By The Numbers

U.S. Labor Secretary continues pushing for a higher minimum wage

Janet Nguyen Apr 8, 2016

Another Friday, another attempt by the FBI to unlock Apple iPhones as part of an ongoing privacy saga. Before taking your break, let’s send you off with some need-to-know numbers. 

Seven countries —  including the U.S., France and Japan — will convene this Sunday for a G7 summit to discuss a new personal data proposal aimed at combating terrorism. If approved, the group will share private airline passenger data with one another, which includes itineraries and personal information, Marketplace’s Nancy Marshall-Genzer reported. European privacy concerns may put a halt to the exchange of information, though, with some experts predicting that a final agreement won’t be reached — for now.

Just when we thought we were almost out of the clear with the FBI vs. Apple debacle in relation to data privacy, the FBI has announced it will continue pushing for Apple to unlock iPhones. They’re pushing Apple to unlock an iPhone “as part of a New York drug investigation,” The Wall Street Journal reported. While they had announced they found a way to unlock the iPhone used by one of the San Bernardino terrorists late last month, such a method doesn’t work on 5s or 6 iPhone models.

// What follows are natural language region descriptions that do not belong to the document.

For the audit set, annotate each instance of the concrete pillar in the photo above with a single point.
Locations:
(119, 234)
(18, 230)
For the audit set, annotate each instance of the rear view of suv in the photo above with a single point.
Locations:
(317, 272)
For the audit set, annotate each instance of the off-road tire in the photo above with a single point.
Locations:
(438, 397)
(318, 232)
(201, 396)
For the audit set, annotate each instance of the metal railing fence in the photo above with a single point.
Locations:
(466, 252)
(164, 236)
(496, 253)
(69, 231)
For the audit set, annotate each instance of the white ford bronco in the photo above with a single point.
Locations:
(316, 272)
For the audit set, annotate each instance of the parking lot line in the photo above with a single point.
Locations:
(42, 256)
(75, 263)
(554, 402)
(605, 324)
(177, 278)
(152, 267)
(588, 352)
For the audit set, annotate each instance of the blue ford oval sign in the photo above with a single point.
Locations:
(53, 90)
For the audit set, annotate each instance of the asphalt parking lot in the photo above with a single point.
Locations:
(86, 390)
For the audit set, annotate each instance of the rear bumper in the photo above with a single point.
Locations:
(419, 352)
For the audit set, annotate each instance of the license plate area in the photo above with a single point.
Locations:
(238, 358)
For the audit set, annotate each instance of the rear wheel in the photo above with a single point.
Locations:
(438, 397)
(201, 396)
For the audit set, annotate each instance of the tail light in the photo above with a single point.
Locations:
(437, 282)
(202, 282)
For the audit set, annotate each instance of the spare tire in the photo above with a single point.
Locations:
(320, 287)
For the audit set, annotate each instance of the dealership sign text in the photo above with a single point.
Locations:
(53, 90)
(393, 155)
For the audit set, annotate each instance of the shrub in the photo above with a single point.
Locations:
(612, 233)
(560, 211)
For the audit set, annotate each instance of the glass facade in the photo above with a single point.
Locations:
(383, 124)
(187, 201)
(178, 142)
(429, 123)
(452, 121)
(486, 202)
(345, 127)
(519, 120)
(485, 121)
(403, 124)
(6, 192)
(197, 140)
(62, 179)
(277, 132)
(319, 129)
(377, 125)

U.S. Secretary of Labor Thomas Perez is concerned for workers’ economic safety. In an interview with Marketplace, Secretary Perez spoke about new rules the Department of Labor released this week aimed at protecting clients from their own financial advisers. (Prior to the release, advisers were allowed to give advice that worked in their best interests rather than consumers’.) He also spoke about extending overtime pay to workers that make more than the minimum wage. The current overtime rule was “diluted” in 2004 by a regulation that the Bush administration put into place, Perez said.